CS 5293, Spring 2020 Project 2

Due ~~4/24~~ 4/27 end of day

The Summarizer

Introduction

Millions of documents are push onto the Internet every year. Hundreds of thousands of those documents are academic documents that may be meaningful. Unfortunately, no human is able to wade through the gruff to reach the meaningful documents. Most scientist only look at documents that are published at “prestigious” journals and conferences. In this project, you are going to exercise what you have learned so far in class to help scientists and interested citizes get a lay of the land when it comes to publlished academic work.

In this project, we will cooperate with classmates to summarize as much of the corona virus literature as possible. You will create a package called “The Summarizer”. The package will do that following:

Select a subset of academic documents.
Tokenize and cluster the documents.
Summarize each cluster.

We will use a data set available from the Allen Institute for AI through Kaggle. https://www.kaggle.com/allen-institute-for-ai/CORD-19-research-challenge . You may need to register and get a Kaggle account to access the data.

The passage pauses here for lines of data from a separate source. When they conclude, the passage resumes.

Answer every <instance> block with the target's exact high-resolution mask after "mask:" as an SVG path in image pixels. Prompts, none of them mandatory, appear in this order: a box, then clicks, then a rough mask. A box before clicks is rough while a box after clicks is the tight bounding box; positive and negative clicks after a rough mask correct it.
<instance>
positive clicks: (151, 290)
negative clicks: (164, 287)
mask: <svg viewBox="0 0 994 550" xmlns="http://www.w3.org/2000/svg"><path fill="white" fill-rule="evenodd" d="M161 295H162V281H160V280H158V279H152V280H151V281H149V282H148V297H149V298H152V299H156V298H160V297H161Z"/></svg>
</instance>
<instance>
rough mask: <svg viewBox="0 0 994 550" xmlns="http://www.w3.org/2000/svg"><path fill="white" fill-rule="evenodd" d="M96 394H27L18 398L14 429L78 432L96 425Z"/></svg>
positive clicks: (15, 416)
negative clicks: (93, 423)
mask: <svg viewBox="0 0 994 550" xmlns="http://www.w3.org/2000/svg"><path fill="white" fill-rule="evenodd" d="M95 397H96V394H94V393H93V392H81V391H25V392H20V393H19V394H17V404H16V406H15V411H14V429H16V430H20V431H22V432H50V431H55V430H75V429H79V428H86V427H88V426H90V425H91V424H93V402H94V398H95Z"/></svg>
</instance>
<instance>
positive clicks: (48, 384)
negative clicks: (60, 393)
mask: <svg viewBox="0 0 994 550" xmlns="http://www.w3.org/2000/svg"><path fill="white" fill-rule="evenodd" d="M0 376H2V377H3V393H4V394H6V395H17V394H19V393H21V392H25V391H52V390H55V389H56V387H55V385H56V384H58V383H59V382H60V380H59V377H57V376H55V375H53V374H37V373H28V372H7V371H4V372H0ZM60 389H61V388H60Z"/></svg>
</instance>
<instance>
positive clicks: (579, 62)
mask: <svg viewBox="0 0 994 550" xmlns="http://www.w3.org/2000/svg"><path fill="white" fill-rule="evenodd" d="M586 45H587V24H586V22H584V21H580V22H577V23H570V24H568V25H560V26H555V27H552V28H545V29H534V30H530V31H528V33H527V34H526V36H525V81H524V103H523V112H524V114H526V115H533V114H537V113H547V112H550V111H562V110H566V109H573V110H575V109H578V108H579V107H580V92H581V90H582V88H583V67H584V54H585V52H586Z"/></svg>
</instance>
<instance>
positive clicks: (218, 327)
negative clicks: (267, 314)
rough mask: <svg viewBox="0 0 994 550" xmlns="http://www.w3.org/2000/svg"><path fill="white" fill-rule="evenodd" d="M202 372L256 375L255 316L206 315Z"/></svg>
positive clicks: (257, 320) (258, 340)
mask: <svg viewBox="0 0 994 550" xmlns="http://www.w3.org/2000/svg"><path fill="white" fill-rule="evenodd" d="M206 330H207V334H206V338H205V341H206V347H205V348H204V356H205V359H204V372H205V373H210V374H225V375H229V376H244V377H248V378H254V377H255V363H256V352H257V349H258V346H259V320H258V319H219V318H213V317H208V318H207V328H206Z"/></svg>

You will need to show that you have done the following six steps:

Explore the data set and look at the format of the files.
Write a function to choose a set of documents in the data set, randomly choose 10 percent of the total files.
Write a file reader a file and tokenize the data.
Write a function to take tokenized data and add it to the clustering method of your choice.
Write a function to take clusters of documents, and summarize the documents.
Write the summarized clusters to a file.

Below we discuss each of the six steps.

1.Look at the format of the file

The data contains a file called json_schema.txt that describes how each json file is set up. Identify the fields that will be important to cluster and summarize the documents. There are several folders full of text and about 45000 documents. Identify the folders and locations and prepare about 5000 documents. You do not need to store the files in your github version control (they are likely too large).

2. Choose documents

Write a function that takes a glob (representing the data files) and randomly obtains 10% of the files. It would help to make the 10% number a parameter to this function.

3. Write a files reader

Write a function that takes a list of files and Tokenize the data in the given files. Tokenization at this step should be document wide so it may be appropriate to merge all the sentences and paragraphs from each file into a a single large document. You should decide how to develop the tokenizer. Take into consideration the issues of data size, computation time.

4. Cluster documents

Cluster documents given by the previous step. You should experiment to identify the best clustering function and parameters. Use the Silhouette Coefficient to measure the quality of your cluster. Record the documents that are a part of each cluster.

5. Summarize document clusters

Write a function that takes documents in a cluster and in the data set and summarize each document . Note, this task with be very time consuming you may want to temporarily increase the size and speed of your instance. To perform this step, use the TextRank algorithm over the sentences in each document.

6. Write Summarized clusters to a file

Write your best summarized result in a single file called “SUMMARY.md”. In the file, add a header at the top explaining how the summary was generated.

Submission

Save your code and the result of a successful run to a private github repository. Please also submit your code to Gradescope. In this project, we’ve relaxed the Python code formating expectations.

Create a private repository GitHub called cs5293sp20-project2

Add collaborators cegme, kbanweer, and mghirsch42 by going to Settings > Collaborators.

COLLABORATORS file

This file should contain a comma separated list describing who you worked with and a small text description describing the nature of the collaboration. This information should be listed in three fields as in the example is below:

Katherine Johnson, kj@nasa.gov, Helped me understand calculations
Dorothy Vaughan, doro@dod.gov, Helped me with multiplexed time management

README.md

The README file name should be uppercase with an .md extension. You should write your name in it, and example of how to run it, and a list of any web or external resources that you used for help. The README file should also contain a list of any bugs or assumptions made while writing the program. Note that you should not be copying code from any website not provided by the instructor. You should include directions on how to install and use the code. You should describe any known bugs and cite any sources or people you used for help. Be sure to include any assumptions you make for your solution.

Be prepared to discuss each part of your solution.

When ready to submit, create a tag on your repository using git tag on the latest commit:

git tag v1.0
git push origin v1.0

Deadline

Your submission/release is due on ~~Friday, April 24th~~ Monday, April 27th at 11:45pm. Submissions arriving between 11:45:01pm and 11:45pm on the following day will receive a 10% penalty; meaning these scores will only receive 90% of its value. Any later submissions will not receive credits for this project.

Grading

Grades will be assessed according to the following distribution:

60%: Correctness.
- We will look for the presence of all 6 functions and ensure they are written properly.
40%: Documentation.
- Your README file should fully explain your process for developing your code.
- All other code and results should be well-documented.
10%: Bonus
- Testing and comparing the result of one or more additional sumarization methods. More methods compared and the better quality comparison the more points obtained.

Addendum

The due date is extended to Monday, 4/27 at 11:45pm.